Megalomaniacal despots are not known for their self-deprecating sense of humour. Perhaps they giggle their way through old Three Stooges videos; maybe they chuckle as hapless aides are fed to the crocodiles. But a good belly laugh at their own expense is not really in the repertoire.
So it should come as no surprise that North Korean leader Kim Jong-un may not be amused that the new Seth Rogen-James Franco comedy The Interview revolves around a CIA plot to get a celebrity talk-show host to kill him – nor, given the global, digital moment, that his henchmen seem to have been kept well informed of its coming release. And so we have the weird and worrying spectacle of what we assume are North Korean hackers breaking into Sony Pictures' computers, leaking lots of embarrassing e-mails unrelated to The Interview and then making terrorist threats against the film so credible the movie chains simply backed out of the studio's planned Dec. 25 release.
If you go online and watch the trailer for The Interview, the ludicrousness of the situation quickly becomes apparent: the North Korean leader is portrayed as an approachable guy who admits to a fondness for Katy Perry songs while the CIA is depicted as an organization stupid enough to let the kind of characters played by Rogen and Franco act as its hired assassins.

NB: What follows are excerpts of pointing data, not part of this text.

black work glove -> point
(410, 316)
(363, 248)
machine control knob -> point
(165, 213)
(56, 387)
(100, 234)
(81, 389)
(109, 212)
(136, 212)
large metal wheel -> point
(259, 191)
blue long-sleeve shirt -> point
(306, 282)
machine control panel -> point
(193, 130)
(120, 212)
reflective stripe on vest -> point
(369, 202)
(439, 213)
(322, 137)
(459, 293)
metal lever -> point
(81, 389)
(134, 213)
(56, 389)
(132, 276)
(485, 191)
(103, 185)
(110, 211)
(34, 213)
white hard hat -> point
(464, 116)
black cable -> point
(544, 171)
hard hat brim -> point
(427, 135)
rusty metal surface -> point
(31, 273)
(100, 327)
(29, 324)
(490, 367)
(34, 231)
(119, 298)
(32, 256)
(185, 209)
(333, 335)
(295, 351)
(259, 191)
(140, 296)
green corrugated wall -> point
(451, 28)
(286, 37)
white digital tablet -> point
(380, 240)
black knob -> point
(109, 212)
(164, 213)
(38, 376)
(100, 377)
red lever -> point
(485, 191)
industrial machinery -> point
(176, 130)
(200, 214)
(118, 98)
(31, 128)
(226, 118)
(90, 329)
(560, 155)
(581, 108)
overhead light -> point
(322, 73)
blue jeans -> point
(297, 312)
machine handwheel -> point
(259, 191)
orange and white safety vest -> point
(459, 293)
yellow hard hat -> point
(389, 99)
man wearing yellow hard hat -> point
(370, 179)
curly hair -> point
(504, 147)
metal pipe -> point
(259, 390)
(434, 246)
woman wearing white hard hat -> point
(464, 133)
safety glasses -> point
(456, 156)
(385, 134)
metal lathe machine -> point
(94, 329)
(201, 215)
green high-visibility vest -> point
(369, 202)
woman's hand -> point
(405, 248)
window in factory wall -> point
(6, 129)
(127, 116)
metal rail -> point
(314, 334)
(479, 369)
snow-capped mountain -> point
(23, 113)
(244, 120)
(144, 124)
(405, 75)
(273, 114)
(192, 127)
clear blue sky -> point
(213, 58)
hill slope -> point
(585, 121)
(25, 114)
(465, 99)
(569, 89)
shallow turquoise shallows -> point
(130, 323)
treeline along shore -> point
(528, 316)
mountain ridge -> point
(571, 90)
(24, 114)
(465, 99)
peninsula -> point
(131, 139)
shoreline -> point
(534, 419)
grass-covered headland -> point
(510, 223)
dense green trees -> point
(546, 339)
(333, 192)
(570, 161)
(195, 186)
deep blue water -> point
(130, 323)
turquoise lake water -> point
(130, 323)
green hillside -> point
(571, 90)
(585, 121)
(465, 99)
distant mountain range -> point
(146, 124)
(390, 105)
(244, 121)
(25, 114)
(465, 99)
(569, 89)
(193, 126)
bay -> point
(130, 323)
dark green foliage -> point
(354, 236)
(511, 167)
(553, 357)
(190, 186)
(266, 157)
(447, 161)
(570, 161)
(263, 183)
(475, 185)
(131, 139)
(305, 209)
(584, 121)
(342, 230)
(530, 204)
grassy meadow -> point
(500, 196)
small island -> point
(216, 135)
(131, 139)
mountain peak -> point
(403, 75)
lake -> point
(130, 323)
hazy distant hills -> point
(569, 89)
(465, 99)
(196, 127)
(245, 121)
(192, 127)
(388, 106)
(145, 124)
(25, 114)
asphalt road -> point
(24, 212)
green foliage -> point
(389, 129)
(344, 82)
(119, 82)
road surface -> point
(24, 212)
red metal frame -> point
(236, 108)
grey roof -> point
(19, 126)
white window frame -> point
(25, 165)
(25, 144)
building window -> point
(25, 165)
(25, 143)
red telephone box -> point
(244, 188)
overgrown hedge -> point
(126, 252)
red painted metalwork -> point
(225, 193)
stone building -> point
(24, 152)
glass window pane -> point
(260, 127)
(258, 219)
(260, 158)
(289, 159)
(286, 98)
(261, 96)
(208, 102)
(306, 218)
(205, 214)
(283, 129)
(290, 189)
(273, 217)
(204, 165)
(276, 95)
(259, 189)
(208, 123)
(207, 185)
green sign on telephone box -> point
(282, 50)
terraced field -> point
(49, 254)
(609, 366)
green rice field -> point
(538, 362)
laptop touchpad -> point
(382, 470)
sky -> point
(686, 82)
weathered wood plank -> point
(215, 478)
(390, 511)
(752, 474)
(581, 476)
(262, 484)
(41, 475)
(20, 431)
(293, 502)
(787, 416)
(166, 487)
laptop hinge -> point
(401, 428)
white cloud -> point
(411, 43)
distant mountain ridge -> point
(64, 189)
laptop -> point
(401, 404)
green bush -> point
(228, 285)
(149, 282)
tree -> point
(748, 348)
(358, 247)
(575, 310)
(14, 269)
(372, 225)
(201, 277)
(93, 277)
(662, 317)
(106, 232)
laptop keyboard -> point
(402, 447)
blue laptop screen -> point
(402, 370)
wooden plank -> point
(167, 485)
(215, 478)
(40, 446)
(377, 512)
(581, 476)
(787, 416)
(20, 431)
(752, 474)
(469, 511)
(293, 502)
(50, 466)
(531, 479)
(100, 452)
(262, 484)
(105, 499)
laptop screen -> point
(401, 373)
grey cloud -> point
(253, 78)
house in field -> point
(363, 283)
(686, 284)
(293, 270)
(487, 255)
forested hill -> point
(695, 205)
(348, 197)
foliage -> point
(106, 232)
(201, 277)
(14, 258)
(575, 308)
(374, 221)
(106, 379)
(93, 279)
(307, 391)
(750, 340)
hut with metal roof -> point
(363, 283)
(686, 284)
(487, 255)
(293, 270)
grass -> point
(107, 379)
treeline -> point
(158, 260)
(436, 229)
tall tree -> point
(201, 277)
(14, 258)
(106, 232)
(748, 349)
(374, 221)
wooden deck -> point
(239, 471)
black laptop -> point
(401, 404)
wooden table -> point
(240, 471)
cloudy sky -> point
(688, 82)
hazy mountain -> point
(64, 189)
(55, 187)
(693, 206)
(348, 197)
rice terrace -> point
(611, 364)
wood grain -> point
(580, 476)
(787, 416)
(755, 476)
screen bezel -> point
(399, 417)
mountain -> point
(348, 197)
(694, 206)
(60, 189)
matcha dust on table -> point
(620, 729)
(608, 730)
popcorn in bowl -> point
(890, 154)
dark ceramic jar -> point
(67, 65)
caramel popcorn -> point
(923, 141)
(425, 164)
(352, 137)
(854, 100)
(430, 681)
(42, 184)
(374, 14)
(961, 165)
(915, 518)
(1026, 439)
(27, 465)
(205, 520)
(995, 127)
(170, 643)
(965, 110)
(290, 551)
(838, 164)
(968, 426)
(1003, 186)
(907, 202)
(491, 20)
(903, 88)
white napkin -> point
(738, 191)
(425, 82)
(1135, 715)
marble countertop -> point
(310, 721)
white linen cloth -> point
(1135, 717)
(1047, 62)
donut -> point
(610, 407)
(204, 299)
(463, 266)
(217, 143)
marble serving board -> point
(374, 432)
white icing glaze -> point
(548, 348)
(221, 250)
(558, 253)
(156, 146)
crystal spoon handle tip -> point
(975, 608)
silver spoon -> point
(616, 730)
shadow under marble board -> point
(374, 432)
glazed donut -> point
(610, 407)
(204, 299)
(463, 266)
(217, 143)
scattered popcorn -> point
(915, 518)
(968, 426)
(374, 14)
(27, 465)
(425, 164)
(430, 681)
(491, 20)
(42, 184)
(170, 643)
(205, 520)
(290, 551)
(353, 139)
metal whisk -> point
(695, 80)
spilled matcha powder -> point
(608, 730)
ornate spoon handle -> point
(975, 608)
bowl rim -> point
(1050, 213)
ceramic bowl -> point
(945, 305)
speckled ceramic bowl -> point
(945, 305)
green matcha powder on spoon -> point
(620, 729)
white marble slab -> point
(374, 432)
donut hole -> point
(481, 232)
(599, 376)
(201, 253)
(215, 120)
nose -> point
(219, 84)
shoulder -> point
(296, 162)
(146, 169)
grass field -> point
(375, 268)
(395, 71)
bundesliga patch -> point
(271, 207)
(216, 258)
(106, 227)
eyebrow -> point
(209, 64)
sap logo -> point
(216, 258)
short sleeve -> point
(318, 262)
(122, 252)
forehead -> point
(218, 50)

There are many targets here, and North Korean tyranny appears to be the least of them.
The few critics who have seen the film are unamused too; Variety suggests it is a "terror attack on comedy." But the artistic merit of the project is hardly the point now that it has been so successfully censored. Whether it's as lame as the latest Adam Sandler or as ambitious as The Satanic Verses, it has the right to be seen.
Yes, the situation is worryingly reminiscent of the cultural clash that lead to the infamous fatwa against Salman Rushdie. Hollywood and North Korea are both large and determined forces, and who knows where this geopolitical confrontation is headed.
Yet if Hollywood represents the epitome of Western cultural power to those who resent it, political satire in any form is traditionally the weapon of the weak. We think of authoritarian states as utterly humourless but, when they aren't starved or brain-washed into submission, their citizens routinely indulge in deeply cynical jokes about the absurdity of the regime. Soviet Communism was always known as a particularly rich source of black humour. Perhaps the viewers who North Korea is really worried about are its own long-suffering citizens.
In societies that are permitted to publicly laugh at themselves, it is also the weaklings and outsiders who point the way; Jewish and black comedy are amongst the strongest strains of American humour. And it's no coincidence that so many "American" comics, including Rogen, began life in Canada, from where they could cast a particularly ironic gaze at the more powerful neighbour to the south. Today, Rogen is paid millions – reportedly $8.4-million (U.S.) for The Interview – making jokes at the expense of American institutions, which at the very least is a great testament to the power of capitalism.
Right now, it's Sony that looks like it should be the target of some well-pointed satire as the company that threatened legal action against media who published the leaks now fails to put any muscle behind its artists' freedom of expression. Still, the situation should not be irretrievable if Sony could turn the tables on the hackers. Bootleg files of the film are already circulating on the Internet. Sony is going to lose its investment on The Interview anyway, so why doesn't the studio offer the film free online and ask for a donation per download to a freedom-of-speech charity? What technology took away from Sony, it could yet give back, and humour might still conquer tyranny.